I’m going to start by telling you why I picked up Robert Williams’ debut, Luke and Jon. You might think less of me when I tell you. The reason I picked up this book is because there is a (back) cover quote from Willy Vlautin. Having enjoyed Willy Vlautin’s three novels immensely and having met the guy a couple of times and found him to be genuine and likeable and all the rest of it, I’m inclined to believe that Willy did like this book enough to offer a cover quote (rather than simply because they both share the same publisher).

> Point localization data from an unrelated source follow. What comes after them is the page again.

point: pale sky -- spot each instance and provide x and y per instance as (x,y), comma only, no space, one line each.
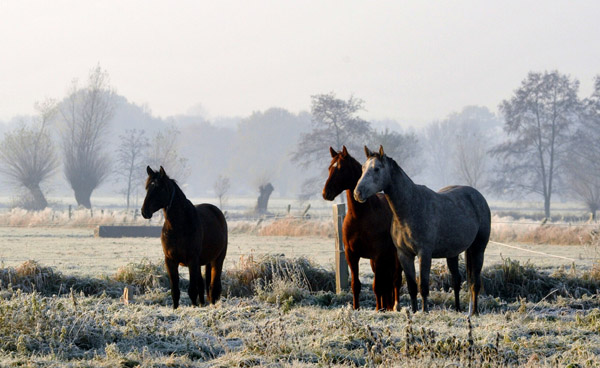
(413,61)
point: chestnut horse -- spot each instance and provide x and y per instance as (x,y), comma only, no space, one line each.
(192,236)
(365,232)
(429,225)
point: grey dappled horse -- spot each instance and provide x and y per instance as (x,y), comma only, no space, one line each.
(428,224)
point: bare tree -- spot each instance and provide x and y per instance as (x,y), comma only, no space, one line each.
(470,156)
(439,150)
(335,123)
(221,187)
(584,155)
(164,151)
(130,165)
(86,113)
(538,122)
(28,155)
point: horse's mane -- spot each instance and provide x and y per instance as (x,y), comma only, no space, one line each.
(387,159)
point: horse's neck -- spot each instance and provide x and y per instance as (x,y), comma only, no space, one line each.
(400,193)
(355,207)
(177,213)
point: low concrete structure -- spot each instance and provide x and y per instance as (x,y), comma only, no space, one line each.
(128,231)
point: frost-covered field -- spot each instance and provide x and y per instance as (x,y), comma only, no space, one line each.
(545,313)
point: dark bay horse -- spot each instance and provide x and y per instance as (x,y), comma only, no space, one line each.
(192,236)
(428,224)
(365,232)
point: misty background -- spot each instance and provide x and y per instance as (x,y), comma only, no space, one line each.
(232,85)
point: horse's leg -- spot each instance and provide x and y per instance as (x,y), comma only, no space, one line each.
(355,282)
(453,267)
(474,257)
(408,264)
(208,280)
(196,288)
(397,283)
(215,280)
(424,269)
(173,271)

When I started reading, when Williams’ green-eyed narrator introduced himself (his eyes are so green, apparently, that people often double-take to ensure ‘it isn’t a trick of the light and those really are my eyes’), I was, I’ll admit, in a receptive state of mind, keen to see what it was about the book that Vlautin liked. (Which just goes to show that a good cover quote can work, if you’re a sad dufus like me, in the same way as a recommendation from a friend.) Our narrator is the eponymous Luke Redridge, a young lad whose bipolar mum has recently been killed in a pile-up between her car and an immense articulated lorry. His dad, who we sense, was always perhaps the dreamer in his particular relationship, Luke’s mum being the practical one, goes (understandably, I suppose) all to pot and the two of them end up losing their house and most of what they own, relocating to a quiet rural community in a place called Duerdale.

Luke’s dad is a toy-maker. He spends his days crafting toys and other, more esoteric, creations from wood. Forced to relocate to a house that could at best be called an urgent fixer-upper, he throws himself into the creation of a large wooden horse while his son does his best to make sense of his new life (watching his father drink himself unconscious some days, walking up into the countryside around his house, painting piles of stones and creepy looking trees). At which point, enter Jon Mansfield, stage left. Jon is a bookish sort, given to wearing old, post-war clothes and given to sudden spurts of relatively random information. The two of them become best buds and gradually Jon’s problems (he’s bullied at school, he lives with his senile grandparents in a house full of cats and teetering ziggurats of newspapers and stink) become Luke’s problems.  

If you, like me, read quite a lot of debut novels, you might at this point like to be reminded of Ali Shaw’s The Girl with Glass Feet, also set in a fictional rural retreat, also featuring damaged people struggling to make sense of a new world. You might also want to momentarily recall both Stuart David’s Nalda Said and Ross Raisin’s In God’s Country. When I started reading Luke and Jon, it did feel like an ideal marriage of Nalda Said and In God’s Country (both of which you should read, if you haven’t already). As things progressed, however, as Williams admits the cardinal sin of first novels (flash back digressions that flesh out the characters whilst not particularly moving the plot along), the novel did edge in the direction of The Girl with the Glass Feet (it isn’t as bad as that novel but it does have similar problems).

Luke and Jon feels like the kind of children’s film they used to show on the equivalent of CBBC decades ago at 4.25 in the afternoon. Wholesome drama in which characters to whom bad things may once have happened learn to find new, albeit adjusted, happiness again. Nothing genuinely bad happens in Luke and Jon (although genuinely bad things are remembered). Opportunities to introduce real page-turning drama (the bullies have got Luke as a reprisal for Jon beating them up! what will happen? what will they have done?… oh, nothing much really), quickly reveal themselves to be just another day in the life of a misfit. There is no real journey here. Because the book pitches itself as being nice, it needs a shock, something that jolts the reader out of his comfort zone. It needs a Dan Rhodes ending in order to warrant existing, really. Because otherwise what you have here is nice people suffer a tragedy and learn to be nice people again somewhere else.

Any Cop?: My wife (who read Luke and Jon before I did) thinks I’m being unfair. She says that the book is slight, admittedly, but not bad. It’s not a bad book, she says. It’s a pleasant afternoon read, she says. What’s more, I suppose it’s worth adding, given the number of people who think I’m wrong about Ali Shaw’s The Girl with Glass Feet, it may be that – if you liked The Girl with the Glass Feet – you should make a beeline for this (because it’s much better than that).